Last fall, in a story that showed how alarmingly pervasive laundering had become in the U.S., Intriago wrote about a sting operation conducted by the General Accounting Office, which gave agents $ 4 million and sent them out to nine cities, offering large handfuls of cash for merchandise if the sellers would agree not to report the transaction to the government. Of the seventy-nine business approached, only three refused to break the law. "Well, I have to put a name down and a telephone number," apologized one car dealer after a peek at the $ 23,000 one agent flashed him for a restored Corvette. "But whatever name and phone number you give me is okay. You can even use Mickey Mouse."

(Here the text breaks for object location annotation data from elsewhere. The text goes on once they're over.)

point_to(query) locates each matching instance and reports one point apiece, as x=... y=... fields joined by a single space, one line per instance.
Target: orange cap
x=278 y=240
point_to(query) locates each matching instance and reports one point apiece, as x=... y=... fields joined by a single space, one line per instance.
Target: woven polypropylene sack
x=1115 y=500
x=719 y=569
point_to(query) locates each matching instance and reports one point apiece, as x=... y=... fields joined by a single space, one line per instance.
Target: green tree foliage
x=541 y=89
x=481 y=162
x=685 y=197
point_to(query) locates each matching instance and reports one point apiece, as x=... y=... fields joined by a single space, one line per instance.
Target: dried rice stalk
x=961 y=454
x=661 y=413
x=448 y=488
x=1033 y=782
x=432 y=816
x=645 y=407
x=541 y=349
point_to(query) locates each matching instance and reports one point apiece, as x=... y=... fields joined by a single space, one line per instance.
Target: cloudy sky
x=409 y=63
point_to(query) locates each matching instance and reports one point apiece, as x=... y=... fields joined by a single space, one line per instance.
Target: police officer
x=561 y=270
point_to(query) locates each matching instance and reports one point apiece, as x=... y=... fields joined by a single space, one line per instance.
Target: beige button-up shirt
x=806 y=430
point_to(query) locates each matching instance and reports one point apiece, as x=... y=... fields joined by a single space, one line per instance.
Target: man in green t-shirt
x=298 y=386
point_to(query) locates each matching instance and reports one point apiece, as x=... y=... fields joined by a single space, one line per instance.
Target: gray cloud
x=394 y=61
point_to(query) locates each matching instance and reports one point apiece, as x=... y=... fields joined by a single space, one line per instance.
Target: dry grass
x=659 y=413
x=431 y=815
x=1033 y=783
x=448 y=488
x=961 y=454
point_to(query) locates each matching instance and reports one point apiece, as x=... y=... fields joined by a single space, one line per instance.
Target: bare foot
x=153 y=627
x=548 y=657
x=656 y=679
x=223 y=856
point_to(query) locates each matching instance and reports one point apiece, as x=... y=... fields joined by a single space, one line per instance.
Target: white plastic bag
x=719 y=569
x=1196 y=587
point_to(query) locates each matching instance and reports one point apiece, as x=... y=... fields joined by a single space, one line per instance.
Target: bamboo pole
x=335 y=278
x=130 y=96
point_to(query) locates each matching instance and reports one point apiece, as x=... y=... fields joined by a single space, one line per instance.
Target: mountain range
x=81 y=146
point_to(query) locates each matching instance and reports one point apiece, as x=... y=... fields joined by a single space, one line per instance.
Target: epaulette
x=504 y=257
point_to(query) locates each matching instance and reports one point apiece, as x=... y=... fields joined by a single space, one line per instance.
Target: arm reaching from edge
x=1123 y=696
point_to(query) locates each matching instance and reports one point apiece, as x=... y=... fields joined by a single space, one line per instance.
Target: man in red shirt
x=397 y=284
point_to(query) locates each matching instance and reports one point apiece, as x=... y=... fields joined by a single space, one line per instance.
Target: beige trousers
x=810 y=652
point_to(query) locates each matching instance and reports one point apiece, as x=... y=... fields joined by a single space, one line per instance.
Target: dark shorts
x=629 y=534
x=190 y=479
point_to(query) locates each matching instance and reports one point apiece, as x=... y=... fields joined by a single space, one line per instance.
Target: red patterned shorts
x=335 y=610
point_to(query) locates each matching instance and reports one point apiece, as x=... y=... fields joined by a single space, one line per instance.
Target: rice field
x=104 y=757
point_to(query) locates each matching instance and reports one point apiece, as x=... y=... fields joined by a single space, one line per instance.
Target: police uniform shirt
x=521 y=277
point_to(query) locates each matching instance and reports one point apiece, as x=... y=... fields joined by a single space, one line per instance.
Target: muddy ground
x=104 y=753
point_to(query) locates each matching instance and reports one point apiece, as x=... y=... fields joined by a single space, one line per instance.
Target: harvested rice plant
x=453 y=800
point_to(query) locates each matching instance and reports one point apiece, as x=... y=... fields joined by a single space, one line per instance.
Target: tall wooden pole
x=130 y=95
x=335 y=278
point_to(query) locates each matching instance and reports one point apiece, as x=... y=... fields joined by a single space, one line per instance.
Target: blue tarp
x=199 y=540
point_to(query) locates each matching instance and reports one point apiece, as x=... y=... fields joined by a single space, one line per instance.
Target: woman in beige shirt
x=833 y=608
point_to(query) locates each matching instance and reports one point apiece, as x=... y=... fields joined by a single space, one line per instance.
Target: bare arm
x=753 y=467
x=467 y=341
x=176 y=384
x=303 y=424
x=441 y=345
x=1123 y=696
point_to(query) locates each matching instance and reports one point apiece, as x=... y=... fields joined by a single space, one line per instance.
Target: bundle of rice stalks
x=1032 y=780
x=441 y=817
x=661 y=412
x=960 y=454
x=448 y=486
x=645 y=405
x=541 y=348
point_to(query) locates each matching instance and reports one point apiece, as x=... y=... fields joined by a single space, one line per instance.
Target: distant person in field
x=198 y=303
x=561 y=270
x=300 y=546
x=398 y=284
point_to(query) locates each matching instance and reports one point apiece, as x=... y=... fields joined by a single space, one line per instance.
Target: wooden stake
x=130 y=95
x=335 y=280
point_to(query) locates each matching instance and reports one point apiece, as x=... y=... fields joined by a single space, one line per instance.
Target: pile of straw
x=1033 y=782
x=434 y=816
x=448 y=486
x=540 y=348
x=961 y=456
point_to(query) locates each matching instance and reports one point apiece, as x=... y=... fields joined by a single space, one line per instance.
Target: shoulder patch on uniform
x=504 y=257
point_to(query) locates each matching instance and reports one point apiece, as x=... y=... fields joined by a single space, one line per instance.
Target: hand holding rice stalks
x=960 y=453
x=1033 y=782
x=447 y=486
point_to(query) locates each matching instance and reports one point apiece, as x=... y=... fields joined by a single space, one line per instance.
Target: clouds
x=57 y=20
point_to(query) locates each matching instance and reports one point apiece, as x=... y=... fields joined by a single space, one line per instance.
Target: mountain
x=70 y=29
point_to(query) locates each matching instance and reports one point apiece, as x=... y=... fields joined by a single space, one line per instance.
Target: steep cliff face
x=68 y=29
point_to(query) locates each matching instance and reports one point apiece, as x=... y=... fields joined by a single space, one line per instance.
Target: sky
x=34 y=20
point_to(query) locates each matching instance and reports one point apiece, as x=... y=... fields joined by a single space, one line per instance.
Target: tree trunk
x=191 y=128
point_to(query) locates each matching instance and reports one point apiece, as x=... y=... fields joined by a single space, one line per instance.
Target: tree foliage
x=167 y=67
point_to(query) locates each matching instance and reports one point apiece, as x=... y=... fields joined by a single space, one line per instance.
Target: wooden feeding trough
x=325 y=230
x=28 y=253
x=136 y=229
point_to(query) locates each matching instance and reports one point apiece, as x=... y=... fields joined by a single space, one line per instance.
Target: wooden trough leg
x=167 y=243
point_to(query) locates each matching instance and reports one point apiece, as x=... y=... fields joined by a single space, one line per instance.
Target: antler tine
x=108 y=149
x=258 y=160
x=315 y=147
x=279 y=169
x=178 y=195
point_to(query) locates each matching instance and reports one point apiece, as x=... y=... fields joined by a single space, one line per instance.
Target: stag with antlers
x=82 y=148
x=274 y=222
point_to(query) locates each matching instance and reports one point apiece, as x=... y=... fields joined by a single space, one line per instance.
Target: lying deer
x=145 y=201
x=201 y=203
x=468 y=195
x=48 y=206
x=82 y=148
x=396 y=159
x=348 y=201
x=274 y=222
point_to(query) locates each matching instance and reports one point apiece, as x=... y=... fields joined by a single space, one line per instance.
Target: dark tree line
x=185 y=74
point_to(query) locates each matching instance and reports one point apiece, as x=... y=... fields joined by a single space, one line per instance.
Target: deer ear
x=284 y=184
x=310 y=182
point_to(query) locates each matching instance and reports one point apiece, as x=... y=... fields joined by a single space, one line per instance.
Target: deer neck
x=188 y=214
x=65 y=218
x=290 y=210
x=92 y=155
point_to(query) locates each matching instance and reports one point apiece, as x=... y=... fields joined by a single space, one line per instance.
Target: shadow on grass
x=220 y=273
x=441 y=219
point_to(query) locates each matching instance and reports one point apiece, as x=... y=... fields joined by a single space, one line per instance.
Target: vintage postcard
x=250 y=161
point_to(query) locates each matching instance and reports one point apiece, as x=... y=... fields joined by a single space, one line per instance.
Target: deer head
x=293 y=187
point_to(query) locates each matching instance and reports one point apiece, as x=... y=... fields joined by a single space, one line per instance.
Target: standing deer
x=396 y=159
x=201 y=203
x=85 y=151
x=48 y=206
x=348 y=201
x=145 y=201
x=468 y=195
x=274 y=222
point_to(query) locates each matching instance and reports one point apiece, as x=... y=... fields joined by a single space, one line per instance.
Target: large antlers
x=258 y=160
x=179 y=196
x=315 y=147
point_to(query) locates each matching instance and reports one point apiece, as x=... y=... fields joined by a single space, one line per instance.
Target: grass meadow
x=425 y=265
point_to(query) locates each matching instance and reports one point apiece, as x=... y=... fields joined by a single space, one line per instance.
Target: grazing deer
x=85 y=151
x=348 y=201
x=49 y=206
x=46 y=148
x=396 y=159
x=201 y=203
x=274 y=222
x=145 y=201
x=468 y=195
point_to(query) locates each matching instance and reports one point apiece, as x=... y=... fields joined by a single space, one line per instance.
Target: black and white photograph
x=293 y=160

The Alert published from twelve to fifteen stories a month, which Intriago writes himself with the help of two secretaries, a law-student intern, and a stringer in Washington. He views the sheet as less a crusade than a business venture -- it began turning a profit after three months, he says -- and tries to get stories picked up by the press as a way of advertising his usefulness to business clients.

"I'd like to build an aura about us so that when we speak, people listen, like The New England Journal of Medicine," he says.

Maybe some day. For now, most of his stories deal with topics a little too technical or trade-oriented to interest the general press. Nor does the Alert provide a real how-to manual on investigating laundering scams. But using sources cultivated from his days in Washington, Intriago often comes up with a tip about where journalists might profitably at least look for a story. A year ago, for instance, he ran a piece about federal agencies that guaranteed bank loans to farmers in the Midwest and that, during the agricultural crisis of the 1980s, became weighted down with an unwanted inventory of foreclosed acreage. To get rid of it, his sources told him, not a few country agents were suspected of selling the property to anybody with cash, cocaine kings included. As Intriago explains it, a launderer would approach an agricultural agent and propose to buy a piece of land for, say, $ 200,000 if, in return for a kickback of a few thousand, the agent would not report that the payment was made in cash. "You can rest assured," Intriago quoted his source as saying, "that there are farms out there that have been bought by people who don't fit that famous American Gothic painting."